Among the handful of states with large numbers of juvenile offenders serving life terms, California is singled out by advocates for acting in the spirit of the Supreme Court rules.

“California has led the way in scaling back some of the extreme sentencing policies it imposed on children,” said Jody Kent Lavy, the director of the Campaign for the Fair Sentencing of Youth, which has campaigned against juvenile life sentences and called on states to reconsider mandatory terms dispensed before the Miller ruling. Too many states, she said, are “reacting with knee-jerk, narrow efforts at compliance.”

California is allowing juvenile offenders who were condemned to life without parole to seek a resentencing hearing. The State Supreme Court also addressed the issue of de facto life sentences, voiding a 110-year sentence that had been imposed for attempted murder.

Whether they alter past sentences or not, some states have adapted by imposing minimum mandatory terms for juvenile murderers of 25 or 35 years before parole can even be considered — far more flexible than mandatory life, but an approach that some experts say still fails to consider individual circumstances.

As Ms. Drinan of Catholic University wrote in a coming article in the Washington University Law Review, largely ignored is the mandate to offer young inmates a chance to “demonstrate growth and maturity,” raising their chances of eventual release.

To give young offenders a real chance to mature and prepare for life outside prison, Ms. Drinan said, “states must overhaul juvenile incarceration altogether,” rather than letting them languish for decades in adult prisons.

Shimeek Gridine, meanwhile, is pursuing a high school equivalency diploma in prison while awaiting a decision by the Florida Supreme Court that could alter his bleak prospects.

He has a supportive family: A dozen relatives, including his mother and grandparents and several aunts and uncles, testified at his sentencing in 2010, urging clemency for a child who played Pop Warner football and talked of becoming a merchant seaman, like his grandfather.

But the judge said the fact that Shimeek had a good family, and decent grades, only underscored that the boy knew right from wrong, and he issued a sentence 30 years longer than even the prosecution had asked for.

Now Florida’s top court is pondering whether his sentence violates the federal Constitution.
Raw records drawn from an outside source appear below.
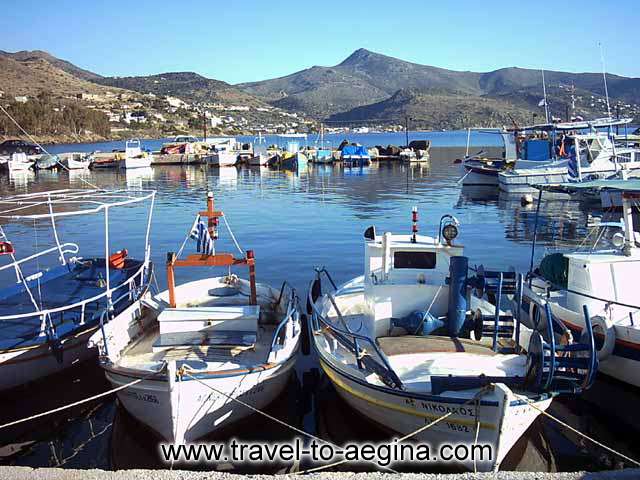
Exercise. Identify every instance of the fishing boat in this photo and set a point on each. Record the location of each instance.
(355, 156)
(291, 158)
(480, 169)
(571, 157)
(54, 299)
(18, 162)
(404, 347)
(46, 162)
(204, 344)
(134, 157)
(601, 275)
(76, 160)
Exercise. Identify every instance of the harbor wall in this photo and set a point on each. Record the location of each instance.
(27, 473)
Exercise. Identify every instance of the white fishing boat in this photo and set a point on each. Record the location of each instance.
(134, 157)
(18, 162)
(201, 345)
(75, 160)
(585, 156)
(403, 346)
(601, 276)
(54, 299)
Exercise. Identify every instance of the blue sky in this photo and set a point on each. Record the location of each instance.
(237, 41)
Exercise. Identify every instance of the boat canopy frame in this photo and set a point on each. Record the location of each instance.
(77, 202)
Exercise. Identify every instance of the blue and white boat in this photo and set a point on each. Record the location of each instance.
(54, 299)
(355, 156)
(415, 346)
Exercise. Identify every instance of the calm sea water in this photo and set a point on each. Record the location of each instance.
(293, 222)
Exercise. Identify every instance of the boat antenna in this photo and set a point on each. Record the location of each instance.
(544, 91)
(604, 76)
(414, 228)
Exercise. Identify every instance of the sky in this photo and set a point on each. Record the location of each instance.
(248, 40)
“A 70-year sentence imposed upon a 14-year-old is just as cruel and unusual as a sentence of life without parole,” Shimeek’s public defender, Gail Anderson, argued before the Florida court in September. “Mr. Gridine will most likely die in prison.”

The recent cases about juvenile law handed down by the United States Supreme Court were meant to help convicted juveniles. While those cases certainly have, they have not helped all convicted juveniles. The decisions mandating that juveniles cannot be sentenced to life in prison without parole were not deemed retroactive. In fact, the states are split on this issue. This means that not all convicted juveniles will see the light of day outside prison walls again. What was the intent of the Supreme Court? Will all convicted juveniles be treated equally under those cases? These questions and many more are what we are left with and are what the lower courts must decide. It is our hope that when they do make these decisions, they keep in mind that children are different.